Research shows that models tend to concentrate attention on the beginning and end of the context. Information stored in the middle of a long document is represented less accurately in responses — a phenomenon called "lost in the middle." The needle-in-a-haystack benchmark (finding a single sentence hidden in a long text) measures only the ability to retrieve an isolated fact. Real production tasks are more complex — they require connecting multiple pieces of information from different parts of a document and reasoning across several steps. On such tasks, quality degradation sets in earlier and is more pronounced.
In practice this means: if you have a 500-page technical manual and ask about the dependency between section 3 and section 47, a model with the entire book in context does not necessarily answer better than a model that was handed only the two relevant sections via RAG. And the second approach is substantially cheaper.
When a large context genuinely helps
Despite these limitations, there are scenarios where a long context is objectively the better choice. The main categories:
Whole-document analysis with sequential dependencies. If you want to summarise the minutes of a three-hour meeting, extract decisions from a lengthy legal filing, or analyse a long technical report where the conclusion depends on context introduced in the introduction — having the entire document in context makes sense. Here, linearity is an advantage, not a weakness.
Long conversations with full history.

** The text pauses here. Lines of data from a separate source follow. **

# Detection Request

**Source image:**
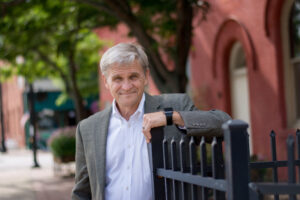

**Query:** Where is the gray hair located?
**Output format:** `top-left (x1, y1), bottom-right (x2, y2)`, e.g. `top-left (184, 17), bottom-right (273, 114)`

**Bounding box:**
top-left (100, 43), bottom-right (149, 75)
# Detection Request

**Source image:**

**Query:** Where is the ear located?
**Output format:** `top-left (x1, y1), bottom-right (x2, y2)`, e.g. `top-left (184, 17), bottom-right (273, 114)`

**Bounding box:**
top-left (101, 74), bottom-right (109, 89)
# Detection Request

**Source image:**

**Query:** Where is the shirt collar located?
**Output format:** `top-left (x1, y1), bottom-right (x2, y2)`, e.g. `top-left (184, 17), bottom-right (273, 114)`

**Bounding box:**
top-left (112, 93), bottom-right (145, 118)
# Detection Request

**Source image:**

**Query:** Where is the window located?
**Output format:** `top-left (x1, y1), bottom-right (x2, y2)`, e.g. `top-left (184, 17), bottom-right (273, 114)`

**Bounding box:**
top-left (281, 0), bottom-right (300, 128)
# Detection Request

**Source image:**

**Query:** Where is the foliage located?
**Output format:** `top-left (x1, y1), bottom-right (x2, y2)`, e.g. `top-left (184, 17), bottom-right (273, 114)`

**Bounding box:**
top-left (69, 0), bottom-right (209, 92)
top-left (0, 0), bottom-right (106, 120)
top-left (0, 0), bottom-right (209, 92)
top-left (48, 127), bottom-right (76, 158)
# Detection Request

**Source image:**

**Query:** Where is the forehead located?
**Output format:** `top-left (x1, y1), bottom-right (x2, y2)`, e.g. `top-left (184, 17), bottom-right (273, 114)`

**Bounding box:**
top-left (107, 61), bottom-right (144, 76)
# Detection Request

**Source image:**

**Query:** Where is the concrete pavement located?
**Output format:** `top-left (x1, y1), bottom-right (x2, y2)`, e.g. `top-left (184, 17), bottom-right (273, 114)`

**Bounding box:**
top-left (0, 150), bottom-right (74, 200)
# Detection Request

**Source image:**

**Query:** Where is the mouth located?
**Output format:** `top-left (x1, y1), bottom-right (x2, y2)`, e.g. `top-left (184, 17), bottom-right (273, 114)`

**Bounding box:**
top-left (120, 91), bottom-right (136, 96)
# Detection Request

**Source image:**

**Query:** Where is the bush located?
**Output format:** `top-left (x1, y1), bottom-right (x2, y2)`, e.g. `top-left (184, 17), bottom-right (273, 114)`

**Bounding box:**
top-left (48, 127), bottom-right (76, 162)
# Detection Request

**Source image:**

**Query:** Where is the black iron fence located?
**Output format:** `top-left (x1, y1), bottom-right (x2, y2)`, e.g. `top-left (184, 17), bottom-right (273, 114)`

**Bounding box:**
top-left (148, 120), bottom-right (300, 200)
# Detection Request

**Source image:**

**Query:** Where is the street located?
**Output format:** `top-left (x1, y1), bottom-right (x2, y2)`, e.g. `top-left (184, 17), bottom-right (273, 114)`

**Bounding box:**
top-left (0, 150), bottom-right (74, 200)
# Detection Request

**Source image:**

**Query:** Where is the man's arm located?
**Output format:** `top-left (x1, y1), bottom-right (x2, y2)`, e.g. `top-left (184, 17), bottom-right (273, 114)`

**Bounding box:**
top-left (72, 124), bottom-right (92, 200)
top-left (143, 95), bottom-right (231, 142)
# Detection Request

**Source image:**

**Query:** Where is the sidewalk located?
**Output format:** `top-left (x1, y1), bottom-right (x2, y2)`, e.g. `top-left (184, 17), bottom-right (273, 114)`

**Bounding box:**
top-left (0, 150), bottom-right (74, 200)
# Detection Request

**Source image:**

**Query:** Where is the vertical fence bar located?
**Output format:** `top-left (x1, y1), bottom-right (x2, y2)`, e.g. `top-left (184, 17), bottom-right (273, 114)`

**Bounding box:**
top-left (179, 136), bottom-right (187, 200)
top-left (200, 137), bottom-right (208, 200)
top-left (147, 127), bottom-right (165, 199)
top-left (211, 137), bottom-right (225, 200)
top-left (270, 130), bottom-right (279, 200)
top-left (222, 120), bottom-right (249, 200)
top-left (189, 136), bottom-right (197, 200)
top-left (296, 129), bottom-right (300, 183)
top-left (171, 138), bottom-right (178, 200)
top-left (162, 138), bottom-right (171, 200)
top-left (286, 135), bottom-right (296, 200)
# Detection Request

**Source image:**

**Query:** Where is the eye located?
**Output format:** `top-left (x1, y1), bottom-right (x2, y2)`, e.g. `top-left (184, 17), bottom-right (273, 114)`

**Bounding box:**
top-left (113, 76), bottom-right (122, 82)
top-left (130, 74), bottom-right (138, 80)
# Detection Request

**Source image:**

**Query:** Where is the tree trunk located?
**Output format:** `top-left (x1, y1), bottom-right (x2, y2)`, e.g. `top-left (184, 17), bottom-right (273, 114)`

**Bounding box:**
top-left (68, 50), bottom-right (87, 123)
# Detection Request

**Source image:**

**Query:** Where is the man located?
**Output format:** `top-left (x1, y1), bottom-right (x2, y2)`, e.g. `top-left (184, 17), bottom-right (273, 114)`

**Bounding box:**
top-left (72, 43), bottom-right (230, 200)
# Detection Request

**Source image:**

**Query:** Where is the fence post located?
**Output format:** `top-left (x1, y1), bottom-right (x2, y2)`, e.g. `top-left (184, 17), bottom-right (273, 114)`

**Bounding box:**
top-left (222, 120), bottom-right (249, 200)
top-left (147, 127), bottom-right (165, 199)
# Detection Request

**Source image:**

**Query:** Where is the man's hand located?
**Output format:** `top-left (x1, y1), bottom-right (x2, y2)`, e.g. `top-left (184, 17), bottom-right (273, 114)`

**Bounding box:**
top-left (142, 111), bottom-right (184, 143)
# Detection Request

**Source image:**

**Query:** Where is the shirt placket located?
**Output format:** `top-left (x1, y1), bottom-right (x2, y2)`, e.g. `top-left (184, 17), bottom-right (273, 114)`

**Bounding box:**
top-left (124, 120), bottom-right (133, 199)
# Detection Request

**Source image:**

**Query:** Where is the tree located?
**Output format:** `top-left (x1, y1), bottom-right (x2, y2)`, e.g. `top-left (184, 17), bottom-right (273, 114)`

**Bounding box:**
top-left (0, 0), bottom-right (108, 120)
top-left (2, 0), bottom-right (209, 95)
top-left (73, 0), bottom-right (209, 92)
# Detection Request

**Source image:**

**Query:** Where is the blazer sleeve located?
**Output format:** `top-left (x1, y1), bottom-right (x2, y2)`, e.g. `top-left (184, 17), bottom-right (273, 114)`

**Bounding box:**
top-left (72, 124), bottom-right (92, 200)
top-left (178, 96), bottom-right (231, 137)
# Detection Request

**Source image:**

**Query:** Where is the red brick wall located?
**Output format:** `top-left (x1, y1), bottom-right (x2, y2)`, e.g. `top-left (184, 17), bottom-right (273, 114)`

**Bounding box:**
top-left (2, 77), bottom-right (25, 148)
top-left (190, 0), bottom-right (295, 166)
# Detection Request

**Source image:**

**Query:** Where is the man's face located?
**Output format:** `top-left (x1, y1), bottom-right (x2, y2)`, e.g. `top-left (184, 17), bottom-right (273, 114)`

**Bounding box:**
top-left (103, 61), bottom-right (149, 109)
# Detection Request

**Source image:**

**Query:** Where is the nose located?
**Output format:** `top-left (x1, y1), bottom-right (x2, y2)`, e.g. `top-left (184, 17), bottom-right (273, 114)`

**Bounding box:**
top-left (122, 80), bottom-right (132, 90)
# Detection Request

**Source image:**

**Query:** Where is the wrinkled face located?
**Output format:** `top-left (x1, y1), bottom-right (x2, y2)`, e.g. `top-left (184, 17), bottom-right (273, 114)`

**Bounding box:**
top-left (103, 61), bottom-right (149, 109)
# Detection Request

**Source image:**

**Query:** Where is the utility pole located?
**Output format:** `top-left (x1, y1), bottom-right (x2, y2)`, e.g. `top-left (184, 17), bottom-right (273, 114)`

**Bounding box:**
top-left (29, 83), bottom-right (40, 168)
top-left (0, 82), bottom-right (7, 153)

Multi-turn chat systems where every question depends on the previous answer — customer support with history, technical assistance where a single solution is refined across dozens of exchanges. Keeping the entire history in context is simpler than implementing sophisticated memory management.

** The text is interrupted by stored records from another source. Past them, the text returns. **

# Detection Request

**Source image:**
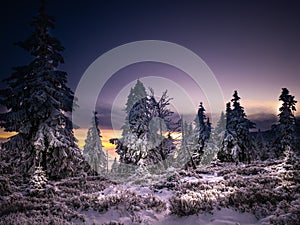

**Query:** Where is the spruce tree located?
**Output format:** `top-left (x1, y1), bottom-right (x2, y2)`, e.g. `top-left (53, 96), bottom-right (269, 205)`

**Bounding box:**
top-left (122, 80), bottom-right (147, 136)
top-left (83, 112), bottom-right (107, 174)
top-left (272, 88), bottom-right (297, 157)
top-left (0, 5), bottom-right (82, 178)
top-left (191, 102), bottom-right (211, 164)
top-left (219, 91), bottom-right (255, 163)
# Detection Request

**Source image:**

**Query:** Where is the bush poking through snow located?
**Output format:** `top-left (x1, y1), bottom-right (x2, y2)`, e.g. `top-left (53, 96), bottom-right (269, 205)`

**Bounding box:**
top-left (169, 191), bottom-right (214, 216)
top-left (29, 166), bottom-right (48, 195)
top-left (92, 190), bottom-right (166, 214)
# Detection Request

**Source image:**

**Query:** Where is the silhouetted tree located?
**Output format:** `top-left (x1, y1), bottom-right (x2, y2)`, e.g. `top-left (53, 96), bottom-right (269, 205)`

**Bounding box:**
top-left (0, 5), bottom-right (82, 178)
top-left (83, 112), bottom-right (108, 174)
top-left (272, 88), bottom-right (297, 157)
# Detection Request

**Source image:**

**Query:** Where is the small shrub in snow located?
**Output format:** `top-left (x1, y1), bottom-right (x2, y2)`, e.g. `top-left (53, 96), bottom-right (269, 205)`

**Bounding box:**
top-left (92, 190), bottom-right (166, 214)
top-left (102, 220), bottom-right (124, 225)
top-left (29, 166), bottom-right (48, 195)
top-left (0, 176), bottom-right (12, 196)
top-left (169, 191), bottom-right (214, 216)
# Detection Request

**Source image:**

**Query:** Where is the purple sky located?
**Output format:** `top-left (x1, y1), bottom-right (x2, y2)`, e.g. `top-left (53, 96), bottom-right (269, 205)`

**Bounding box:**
top-left (0, 0), bottom-right (300, 132)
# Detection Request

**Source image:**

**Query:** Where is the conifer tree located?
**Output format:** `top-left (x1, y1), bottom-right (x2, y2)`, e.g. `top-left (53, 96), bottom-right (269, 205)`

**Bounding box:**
top-left (190, 102), bottom-right (211, 164)
top-left (122, 80), bottom-right (147, 136)
top-left (83, 112), bottom-right (107, 174)
top-left (272, 88), bottom-right (297, 157)
top-left (0, 5), bottom-right (82, 178)
top-left (219, 91), bottom-right (255, 163)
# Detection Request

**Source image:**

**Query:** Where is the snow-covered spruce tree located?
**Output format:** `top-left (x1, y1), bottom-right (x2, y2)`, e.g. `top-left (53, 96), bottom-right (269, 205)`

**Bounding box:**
top-left (272, 88), bottom-right (297, 157)
top-left (112, 83), bottom-right (175, 166)
top-left (29, 166), bottom-right (48, 195)
top-left (220, 91), bottom-right (255, 163)
top-left (212, 112), bottom-right (226, 152)
top-left (218, 102), bottom-right (233, 162)
top-left (175, 117), bottom-right (196, 169)
top-left (0, 6), bottom-right (82, 178)
top-left (110, 158), bottom-right (119, 175)
top-left (122, 80), bottom-right (147, 136)
top-left (193, 102), bottom-right (211, 164)
top-left (83, 112), bottom-right (107, 175)
top-left (110, 80), bottom-right (147, 163)
top-left (254, 129), bottom-right (270, 161)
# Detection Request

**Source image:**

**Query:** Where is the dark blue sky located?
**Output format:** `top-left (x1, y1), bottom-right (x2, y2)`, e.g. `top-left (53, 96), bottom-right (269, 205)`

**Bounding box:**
top-left (0, 0), bottom-right (300, 131)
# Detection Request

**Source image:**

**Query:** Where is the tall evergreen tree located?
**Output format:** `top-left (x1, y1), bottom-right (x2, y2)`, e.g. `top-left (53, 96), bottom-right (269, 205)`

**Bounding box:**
top-left (83, 112), bottom-right (108, 174)
top-left (219, 91), bottom-right (255, 162)
top-left (122, 80), bottom-right (147, 136)
top-left (272, 88), bottom-right (297, 157)
top-left (0, 5), bottom-right (82, 178)
top-left (192, 102), bottom-right (211, 164)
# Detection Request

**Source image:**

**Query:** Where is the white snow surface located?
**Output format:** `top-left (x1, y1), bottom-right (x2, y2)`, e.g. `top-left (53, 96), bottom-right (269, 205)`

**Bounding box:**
top-left (82, 208), bottom-right (260, 225)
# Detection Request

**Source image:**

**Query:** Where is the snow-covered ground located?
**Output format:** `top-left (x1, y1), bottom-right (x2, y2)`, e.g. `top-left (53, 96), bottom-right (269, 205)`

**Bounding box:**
top-left (0, 161), bottom-right (300, 225)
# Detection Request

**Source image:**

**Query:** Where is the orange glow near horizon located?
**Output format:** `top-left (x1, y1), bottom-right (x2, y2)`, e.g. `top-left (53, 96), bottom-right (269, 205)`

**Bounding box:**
top-left (74, 128), bottom-right (122, 158)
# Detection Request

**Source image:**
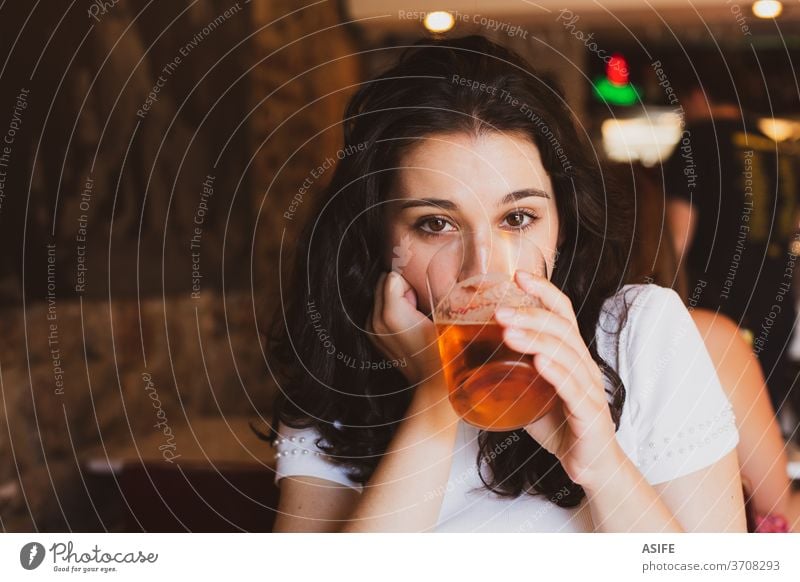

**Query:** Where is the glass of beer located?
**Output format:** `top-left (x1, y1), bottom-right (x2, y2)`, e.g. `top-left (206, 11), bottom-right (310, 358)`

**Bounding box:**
top-left (427, 235), bottom-right (556, 431)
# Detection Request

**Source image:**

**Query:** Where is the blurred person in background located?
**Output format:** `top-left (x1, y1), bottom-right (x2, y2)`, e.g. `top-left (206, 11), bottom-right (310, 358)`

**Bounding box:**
top-left (611, 163), bottom-right (800, 532)
top-left (664, 55), bottom-right (800, 432)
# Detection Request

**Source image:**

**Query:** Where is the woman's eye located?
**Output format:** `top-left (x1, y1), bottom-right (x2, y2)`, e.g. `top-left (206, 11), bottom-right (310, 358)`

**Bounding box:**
top-left (505, 210), bottom-right (538, 230)
top-left (418, 216), bottom-right (453, 234)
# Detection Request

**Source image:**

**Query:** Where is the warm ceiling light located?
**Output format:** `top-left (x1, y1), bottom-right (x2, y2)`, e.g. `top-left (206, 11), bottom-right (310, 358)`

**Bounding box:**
top-left (425, 10), bottom-right (456, 32)
top-left (753, 0), bottom-right (783, 18)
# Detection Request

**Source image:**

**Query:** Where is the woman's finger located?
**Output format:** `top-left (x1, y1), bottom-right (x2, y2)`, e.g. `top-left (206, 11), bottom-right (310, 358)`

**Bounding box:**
top-left (495, 307), bottom-right (591, 360)
top-left (533, 353), bottom-right (608, 424)
top-left (516, 269), bottom-right (578, 327)
top-left (372, 273), bottom-right (386, 337)
top-left (503, 328), bottom-right (605, 408)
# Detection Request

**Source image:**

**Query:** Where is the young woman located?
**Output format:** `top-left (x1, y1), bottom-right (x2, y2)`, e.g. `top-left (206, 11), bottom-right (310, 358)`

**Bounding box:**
top-left (270, 36), bottom-right (745, 532)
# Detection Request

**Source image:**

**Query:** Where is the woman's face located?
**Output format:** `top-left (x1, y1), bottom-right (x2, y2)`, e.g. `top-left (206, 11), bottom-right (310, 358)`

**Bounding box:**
top-left (384, 132), bottom-right (561, 313)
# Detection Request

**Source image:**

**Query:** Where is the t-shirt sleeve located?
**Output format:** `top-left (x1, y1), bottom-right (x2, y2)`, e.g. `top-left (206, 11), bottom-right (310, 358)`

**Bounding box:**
top-left (273, 423), bottom-right (363, 493)
top-left (626, 285), bottom-right (739, 484)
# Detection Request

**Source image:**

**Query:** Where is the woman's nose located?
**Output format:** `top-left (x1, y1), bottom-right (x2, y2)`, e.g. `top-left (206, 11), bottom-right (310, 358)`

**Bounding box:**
top-left (458, 232), bottom-right (512, 281)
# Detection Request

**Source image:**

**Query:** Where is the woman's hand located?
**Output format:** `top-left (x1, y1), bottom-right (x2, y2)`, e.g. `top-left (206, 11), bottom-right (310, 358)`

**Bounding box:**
top-left (366, 271), bottom-right (442, 386)
top-left (495, 271), bottom-right (625, 487)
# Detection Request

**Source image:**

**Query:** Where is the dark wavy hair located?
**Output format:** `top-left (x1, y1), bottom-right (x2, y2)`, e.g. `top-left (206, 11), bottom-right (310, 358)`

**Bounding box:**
top-left (260, 35), bottom-right (631, 507)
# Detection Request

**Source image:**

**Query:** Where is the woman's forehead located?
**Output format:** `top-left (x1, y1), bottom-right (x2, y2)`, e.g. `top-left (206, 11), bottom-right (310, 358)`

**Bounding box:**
top-left (394, 132), bottom-right (552, 201)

Code review or refactoring of an entire repository. When you need the model to fix a dependency across multiple files simultaneously, the context of the full codebase eliminates inconsistencies. This is exactly how modern coding agents work — Cursor, Claude Code, and similar tools.
A single long, infrequent query. If you upload a 300-page contract once a month and ask about liability clauses, the economics work. One call, a clear output, low frequency — the cost is acceptable.
When RAG is cheaper and more accurate
Most production LLM systems in companies work differently: a large knowledge base (technical documentation, ISO standards, internal regulations, service record histories) queried by tens or hundreds of employees every day. Here, a large context without RAG stops making economic sense.
Situations where RAG is the better choice:
- High call volume with overlapping sources. If a hundred operators query the same manual with different questions every day, RAG retrieves only the relevant passages and you pay for a fraction of the tokens.
- The database is growing. The context window is fixed — if your documentation runs to 10 million tokens, even a 1M window is not enough. RAG scales with the size of the knowledge base without changing the architecture.
- You need precise source attribution. RAG returns specific chunks with references. A long context gives you an answer, but without attribution to a particular paragraph — which matters in regulated environments.
- Low latency is critical. Time to first token (TTFT) grows with context length. At 128K tokens, latency is an order of magnitude higher than with a 4K context of relevant RAG chunks.
A more detailed comparison of both approaches can be found in the article RAG vs fine-tuning — decision guide, where we also cover combined scenarios.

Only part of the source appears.